Dans le livre de Zakhar Prilépine, ce dernier qui se décrierait volontiers comme un patriote socialiste, relate ses nombreuses rencontres avec le Président Zakharchenko, qui se verrait lui plutôt comme un monarchiste, ce qui intrigue manifestement Prilépine qui ne s’attendait pas à cette réponse et ce qui est extraordinaire c’est que cette mayonnaise improbable est en train de prendre sur ces terres noires du Donbass. À Donetsk aujourd’hui, un président de la république nostalgique du temps des tsars est aux côtés d’un patriote socialiste qui a fleureté avec le national-bolchevisme et ils luttent tous deux contre un Système qui a érigé l’argent en valeur suprême. Le point nodal de leur combat est la recherche du bien commun pour les populations slaves du Donbass et non pas la recherche des privilèges ou des avantages pour quelques-uns, que ce soient des boyards ou une nomenklatura quelconque.
Plus précisément encore, et le livre de Prilépine le montre très bien, se dessine dans le Donbass une nouvelle philosophie politique où la solidarité prime sur l’égoïsme. La puissance régalienne qu’incarne Alexandre Zakharchenko est en mesure de rétablir les équilibres et de réparer les injustices : un exemple parmi des dizaines : des conseillers lui ayant fait remarquer que les prix du marché central de Donetsk avaient tendance à s’envoler, Zakharchenko est allé voir le directeur et lui a demandé de faire baisser les prix. Devant le refus de ce dernier, il lui a alors annoncé qu’il était muté sur un autre poste, et le lendemain, le directeur s’est retrouvé en première ligne sur le front et revêtu de l’uniforme ad hoc pour méditer sur les dangers de s’opposer à l’autorité régalienne lorsque celle-ci veut protéger les intérêts du peuple. La « punition » devait durer trois mois, mais comme le directeur était père de famille nombreuse, grâce à la magnanimité du Président, elle fut ramenée à un mois. Quoi qu’il en soit, dès le lendemain, les prix sur le marché avaient baissé de manière substantielle, et tous les autres marchés de la capitale s’étaient alignés.

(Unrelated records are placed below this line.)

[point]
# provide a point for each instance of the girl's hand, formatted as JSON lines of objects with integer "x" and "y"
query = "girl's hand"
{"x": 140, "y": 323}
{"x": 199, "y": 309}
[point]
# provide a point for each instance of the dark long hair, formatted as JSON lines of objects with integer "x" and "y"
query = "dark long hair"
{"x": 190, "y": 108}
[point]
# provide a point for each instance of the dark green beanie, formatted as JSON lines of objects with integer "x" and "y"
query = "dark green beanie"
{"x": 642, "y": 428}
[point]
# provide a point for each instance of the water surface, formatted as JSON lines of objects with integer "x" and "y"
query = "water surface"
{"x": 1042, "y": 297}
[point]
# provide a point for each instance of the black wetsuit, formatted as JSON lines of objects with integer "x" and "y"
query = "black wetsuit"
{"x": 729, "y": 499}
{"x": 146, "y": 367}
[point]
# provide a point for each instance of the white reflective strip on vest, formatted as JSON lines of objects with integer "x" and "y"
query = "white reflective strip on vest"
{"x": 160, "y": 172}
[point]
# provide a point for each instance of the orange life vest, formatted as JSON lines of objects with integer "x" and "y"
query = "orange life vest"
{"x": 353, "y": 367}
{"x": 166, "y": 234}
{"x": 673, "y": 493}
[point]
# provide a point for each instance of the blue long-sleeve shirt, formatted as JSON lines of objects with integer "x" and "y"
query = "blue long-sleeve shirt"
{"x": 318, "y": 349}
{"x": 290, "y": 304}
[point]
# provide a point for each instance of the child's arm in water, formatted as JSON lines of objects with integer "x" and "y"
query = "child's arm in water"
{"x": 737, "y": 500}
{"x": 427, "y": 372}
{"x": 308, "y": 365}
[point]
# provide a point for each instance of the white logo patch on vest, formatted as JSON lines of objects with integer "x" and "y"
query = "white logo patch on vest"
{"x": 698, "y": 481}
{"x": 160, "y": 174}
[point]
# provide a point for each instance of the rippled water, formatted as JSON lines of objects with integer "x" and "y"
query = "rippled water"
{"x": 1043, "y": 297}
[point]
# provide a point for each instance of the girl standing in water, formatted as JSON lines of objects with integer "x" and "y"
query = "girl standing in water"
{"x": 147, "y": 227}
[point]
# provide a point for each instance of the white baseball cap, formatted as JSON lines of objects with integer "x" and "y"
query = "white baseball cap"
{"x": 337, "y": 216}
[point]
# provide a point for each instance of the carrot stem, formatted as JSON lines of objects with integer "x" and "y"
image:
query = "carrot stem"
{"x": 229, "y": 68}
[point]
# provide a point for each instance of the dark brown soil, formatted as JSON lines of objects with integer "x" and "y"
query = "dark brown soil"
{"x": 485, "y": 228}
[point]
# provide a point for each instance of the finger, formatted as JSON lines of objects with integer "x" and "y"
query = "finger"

Mais alors me direz-vous, le solidarisme, qu’est-ce que c’est ? Eh bien c’est cela ! L’exact contraire de l’atomisation des individus que l’on observe dans toutes les sociétés occidentales afin de les laisser sans défense contre la « main invisible » du marché. Tout est fait dans le Donbass pour protéger une communauté, un peuple – sans considération raciale – sans chercher à privilégier une catégorie plutôt qu’une autre. À la différence de la Révolution française qui fut une révolution bourgeoise qui mit les boutiquiers au pouvoir à la place de l’aristocratie, la révolution du Donbass est une authentique révolution populaire qui s’est débarrassée de ses oligarques et qui est en train, sous nos yeux, de créer un modèle pour le monde de demain. J’y suis d’ailleurs à nouveau invité en mai prochain pour assister au 4e anniversaire de l’indépendance de la République de Donetsk et j’irai avec plaisir saluer son Président et le féliciter pour le travail accompli.
Il serait temps que les partisans sincères de l’Euromaïdan, ceux qui ont cru mettre un terme à la corruption en Ukraine, ouvrent les yeux pour se demander s’ils ne se sont pas trompés de camp et cessent enfin cette guerre voulue par les Anglo-Saxons contre leurs frères slaves du Donbass.